Being my own cheerleader here wasn’t planned. It just happened that I found out much later in life that this is actually how staying power is created.
So why is it that we crave external validation to tell us that what we are doing is worthwhile? Why can’t our own desire to just live and be present not be enough?
A mother raising 3 kids is often unable to do anything else. No cheerleading for many years, if ever, for that endeavor.
What about when you are older and need to learn the reason why it has value in itself to be able to just sit and appreciate the sunset, whilst producing nothing? Without anyone telling you that what you are doing is worthwhile? It is an intellectual journey just to realize why you having that experience with full attention has a lot of worthiness in itself.
These are the things we are pushed to investigate. And the answer, when found, is beautiful and penetrates the logical mind. But I digress… Back to the young and the restless.
What do I want to model for my son?
Not relying on external validation to give what he is doing meaning. This allows for a longer time horizon. Which is needed for mastery.
Being comfortable in the beginners seat, whilst doing something that very few will understand.
That this includes risk of failure, a highly uncertain pay off and no cheerleaders.

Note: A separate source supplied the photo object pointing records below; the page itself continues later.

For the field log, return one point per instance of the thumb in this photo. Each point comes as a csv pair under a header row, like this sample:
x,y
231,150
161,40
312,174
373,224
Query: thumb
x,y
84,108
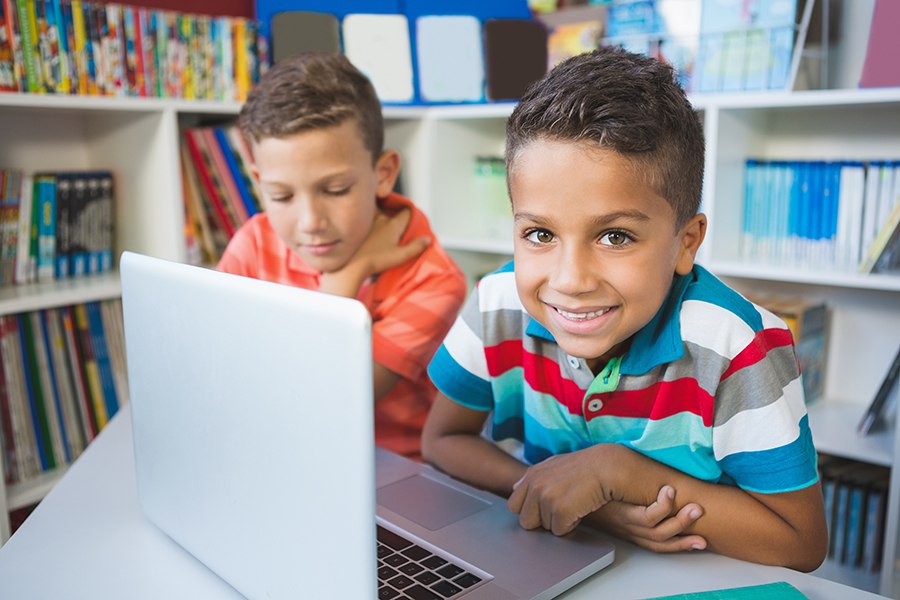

Realizing that needing them is just one of those weird conditionings we pick up in an always connected world.
Appreciating that when you have killed that need and are still doing the thing - you are likely onto something.
Then discarding any trace of the feeling of uselessness.
With full knowledge that this is a rational, productive act.
I hardly ever write a comment. This has to be one of the most inspiring substacks I've ever read. Thank you.
"A mother raising 3 kids is often unable to do anything else. No cheerleading for many years".
I look to your useful writing for inspiration constantly, so I'm really glad you cheerlead for yourself.